We are strategic with where we plant.  Lettuces and arugula can handle a light frost, but a heavy frost will burn them.  Some are planted outside of the houses, when we know that we can harvest them before the weather turns.  Other are planted inside the high tunnel or shade houses, so that we have greens to harvest after a frost.  Broccoli, cabbage, cauliflower, kale are all fine out in the fields during a frost.  Root vegetables that are deeper into the soil, like rutabagas, carrots and beets are also able to handle dips in the temperature; however, if it gets cold enough to kill the tops of the beets, we have cause to worry.  Root vegetables that are not as deep in the soil, like radishes, are more sensitive and will turn clear inside.  It is a balancing act that we watch carefully.  Frost cloth helps protect down to 26-degrees, but beyond that there isn’t much that can be done.  Although a freeze isn’t always a bad thing.  Some chefs won’t put kale on the menu until the kale crop has gone through the first frost of the season, believing that the frost enhances the flavor of the kale.

Who knew?

The weather stations on the farm are part of the Davis Weatherlink Network, which is a network of similar stations across the country that can be accessed and monitored online.  All of the weather stations are also equipped with a rain gauge (the black bucket) to measure rainfall and a spinner on the top for wind speed.  You can access the weather data from our stations or from others in the network via a free app available here.

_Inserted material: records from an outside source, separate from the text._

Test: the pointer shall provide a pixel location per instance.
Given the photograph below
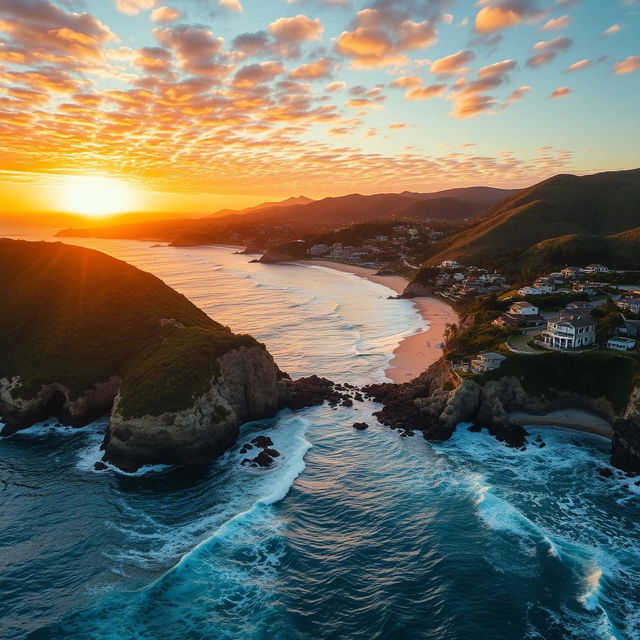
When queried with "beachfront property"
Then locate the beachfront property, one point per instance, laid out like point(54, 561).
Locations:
point(620, 343)
point(569, 331)
point(487, 362)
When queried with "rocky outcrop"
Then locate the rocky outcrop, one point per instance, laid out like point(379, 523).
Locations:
point(247, 388)
point(625, 447)
point(417, 290)
point(438, 400)
point(19, 410)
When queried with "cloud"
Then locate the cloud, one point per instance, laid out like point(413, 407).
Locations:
point(560, 92)
point(255, 74)
point(452, 64)
point(296, 29)
point(232, 5)
point(134, 7)
point(424, 93)
point(501, 15)
point(198, 51)
point(629, 65)
point(579, 66)
point(42, 32)
point(313, 71)
point(164, 15)
point(406, 82)
point(380, 37)
point(518, 94)
point(556, 24)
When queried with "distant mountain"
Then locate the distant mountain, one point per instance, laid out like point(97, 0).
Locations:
point(289, 202)
point(472, 194)
point(573, 207)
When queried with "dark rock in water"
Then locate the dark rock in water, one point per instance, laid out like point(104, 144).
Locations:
point(262, 442)
point(263, 459)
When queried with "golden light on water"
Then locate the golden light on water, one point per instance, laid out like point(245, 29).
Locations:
point(96, 196)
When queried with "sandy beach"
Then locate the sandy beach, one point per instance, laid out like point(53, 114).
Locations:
point(566, 419)
point(417, 352)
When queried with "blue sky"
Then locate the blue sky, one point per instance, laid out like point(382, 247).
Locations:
point(211, 100)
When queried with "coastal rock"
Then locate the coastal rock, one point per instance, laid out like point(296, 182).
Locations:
point(247, 388)
point(625, 447)
point(20, 410)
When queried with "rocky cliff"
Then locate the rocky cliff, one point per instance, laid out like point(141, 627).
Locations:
point(84, 335)
point(438, 400)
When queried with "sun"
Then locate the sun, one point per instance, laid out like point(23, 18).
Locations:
point(96, 196)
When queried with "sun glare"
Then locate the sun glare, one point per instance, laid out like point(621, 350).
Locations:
point(96, 196)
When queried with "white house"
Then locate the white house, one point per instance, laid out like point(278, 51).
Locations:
point(569, 332)
point(531, 291)
point(621, 344)
point(487, 362)
point(523, 309)
point(596, 268)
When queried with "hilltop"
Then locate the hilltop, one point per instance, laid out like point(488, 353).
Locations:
point(270, 224)
point(83, 334)
point(586, 215)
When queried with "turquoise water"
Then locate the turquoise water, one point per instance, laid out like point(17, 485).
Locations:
point(355, 535)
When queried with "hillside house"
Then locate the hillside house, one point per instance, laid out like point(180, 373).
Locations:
point(569, 331)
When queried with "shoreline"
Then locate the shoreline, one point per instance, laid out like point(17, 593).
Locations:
point(574, 419)
point(416, 352)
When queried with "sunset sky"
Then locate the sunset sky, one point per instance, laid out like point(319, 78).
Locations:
point(188, 106)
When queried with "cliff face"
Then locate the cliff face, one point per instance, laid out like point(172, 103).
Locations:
point(437, 401)
point(246, 389)
point(625, 449)
point(83, 335)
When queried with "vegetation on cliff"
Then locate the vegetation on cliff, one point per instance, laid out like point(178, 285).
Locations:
point(77, 317)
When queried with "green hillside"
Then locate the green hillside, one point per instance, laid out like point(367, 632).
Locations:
point(601, 205)
point(77, 317)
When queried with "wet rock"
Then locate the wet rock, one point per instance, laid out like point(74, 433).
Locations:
point(262, 442)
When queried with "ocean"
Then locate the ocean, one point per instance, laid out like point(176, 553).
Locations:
point(351, 535)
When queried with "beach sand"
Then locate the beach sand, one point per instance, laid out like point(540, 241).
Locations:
point(566, 419)
point(417, 352)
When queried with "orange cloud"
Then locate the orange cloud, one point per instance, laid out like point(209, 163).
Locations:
point(453, 63)
point(628, 65)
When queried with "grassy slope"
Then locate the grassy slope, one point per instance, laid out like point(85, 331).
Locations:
point(602, 205)
point(596, 375)
point(78, 317)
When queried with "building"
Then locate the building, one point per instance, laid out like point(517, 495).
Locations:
point(532, 291)
point(569, 331)
point(596, 268)
point(487, 362)
point(584, 308)
point(571, 272)
point(620, 343)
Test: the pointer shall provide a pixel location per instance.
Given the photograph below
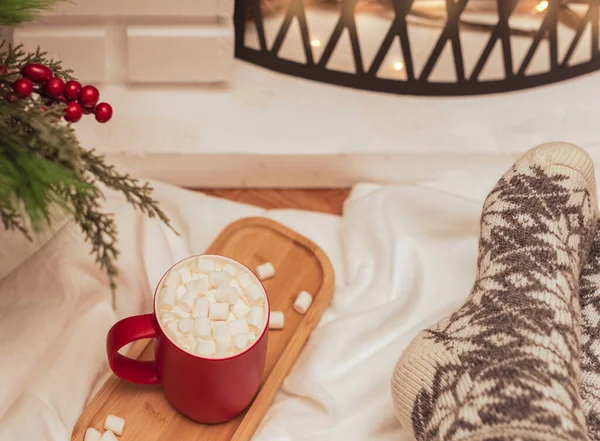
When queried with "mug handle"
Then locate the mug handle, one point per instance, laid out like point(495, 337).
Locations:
point(126, 331)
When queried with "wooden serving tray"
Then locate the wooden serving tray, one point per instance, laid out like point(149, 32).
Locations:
point(299, 265)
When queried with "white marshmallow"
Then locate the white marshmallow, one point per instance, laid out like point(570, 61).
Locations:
point(167, 298)
point(240, 309)
point(200, 308)
point(185, 325)
point(186, 276)
point(91, 434)
point(173, 279)
point(186, 301)
point(180, 291)
point(186, 343)
point(226, 294)
point(223, 347)
point(218, 311)
point(205, 347)
point(276, 320)
point(255, 295)
point(240, 341)
point(202, 327)
point(222, 332)
point(256, 318)
point(245, 280)
point(211, 297)
point(216, 278)
point(265, 271)
point(199, 286)
point(234, 283)
point(237, 327)
point(167, 317)
point(108, 436)
point(180, 312)
point(231, 269)
point(172, 329)
point(205, 265)
point(302, 302)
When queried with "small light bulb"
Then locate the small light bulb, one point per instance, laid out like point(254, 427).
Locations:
point(542, 6)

Then you too can weather obsess along with Bob.

2 Comments leave one →
  1. Sheryl permalink
    November 8, 2011 7:38 pm

    It’s always interesting to learn new things about how the McClendon family brings food to the farmer’s market. I appreciate how “weather” obsessed Bob is because our family has come to rely on the produce and products you bring us every week.

    I shared with Sean how much I enjoyed reading the blog, thought I’d share that with you too, since you write it 🙂 As always, thanks for keeping us informed about the goings on at the farm.